Secara signifikan, Qatar dan Turki memiliki hubungan kuat dengan Hamas, karena para pemimpin mereka memiliki ikatan kuat dengan Ikhwanul Muslimin. Qatar, sebenarnya, menjadi tuan rumah kepemimpinan tertinggi Hamas. Telah menyalurkan banyak uang ke Hamas di bawah pengawasan Israel, dan sekarang digunakan sebagai perantara untuk mempengaruhi pembebasan sandera Israel, jika memungkinkan. Presiden Turki Recep Tayyip Erdogan memutus hubungan diplomatik dengan Israel pada tahun 2011 atas upayanya melalui laut untuk memberikan bantuan kepada warga Gaza, yang diblokir secara kekerasan oleh Israel. Ankara mengambil alih isu Palestina dan telah maju dengan rencana damai berdasarkan solusi dua negara, dengan negara-negara regional menyediakan jaminan keamanan.

Mesir menolak tekanan untuk mengizinkan warga Gaza mencari “sementara” perlindungan kemanusiaan di gurun Sinai. Mesir telah membakar jarinya dengan Hamas sebelumnya dan khawatir kehadirannya di Sinai akan menghidupkan kembali masalah terorisme yang menginfeksi wilayah ini. Selain itu, negara itu sadar bahwa “sementara” perlindungan dapat menjadi lebih permanen.

Iran berada dalam posisi yang rumit. Ia bermusuhan dengan negara Israel dan mendukung baik Hamas maupun Hezbollah. Meskipun menyangkal memiliki tangan dalam serangan teroris brutal oleh Hamas terhadap Israel, negara itu memperingatkan terhadap konflik yang meluas jika Israel terus membombardir warga sipil di Gaza tanpa kendali, dengan memperingatkan ini dapat membawa Hezbollah ke dalam pertempuran, dengan semua bahaya yang diikutinya. Yang paling signifikan, menteri luar negeri Iran telah mengunjungi Arab Saudi (selain Lebanon) untuk membahas beratnya situasi. Ini menunjukkan seberapa besar lanskap politik di wilayah ini berubah, dan ini semua atas biaya pengaruh AS.

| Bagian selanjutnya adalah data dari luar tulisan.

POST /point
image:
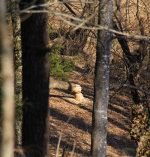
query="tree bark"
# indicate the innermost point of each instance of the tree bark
(101, 85)
(6, 89)
(35, 60)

Rusia juga berada dalam posisi canggung dalam beberapa hal, karena memiliki kepentingan di baik Israel dan dunia Arab. Sebagian besar, sekitar satu juta, dari populasi Yahudi Israel berasal dari Rusia. Pada saat yang sama, Rusia telah menjadi pemain kuat di Timur Tengah dengan kehadirannya di Suriah, serta hubungan dekatnya dengan Arab Saudi dan Iran. Negara itu menggerakkan resolusi di PBB yang menghendaki gencatan kemanusiaan di Gaza, pembebasan semua sandera, akses bantuan dan evakuasi aman warga sipil, tetapi tidak dapat diloloskan. Menurut Presiden Vladimir Putin, satu-satunya solusi untuk krisis yang melanda wilayah itu adalah solusi dua negara, dan ia berharap krisis ini akan memaksa hasil ini. Di sisi lain, konflik ini mengalihkan perhatian dari isu Ukraina, di mana tingkat kelelahan dalam mendukung Ukraina di opini publik dan politik AS dan Eropa mulai terjadi.

Cina telah mengambil sikap tegas mendukung solusi dua negara berdasarkan resolusi PBB terkait, dengan keamanan regional dan internasional menjadi jaminannya. Cina mengatakan konflik ini hanya akan berakhir dengan penyelesaian politik yang adil dan berkelanjutan untuk rakyat Palestina. Cina mendesak semua pihak untuk menahan diri dan menghentikan kekerasan segera. Cina mengatakan komunitas internasional harus bekerja sama untuk mencegah situasi memburuk dan mempromosikan perdamaian berkelanjutan di Timur Tengah.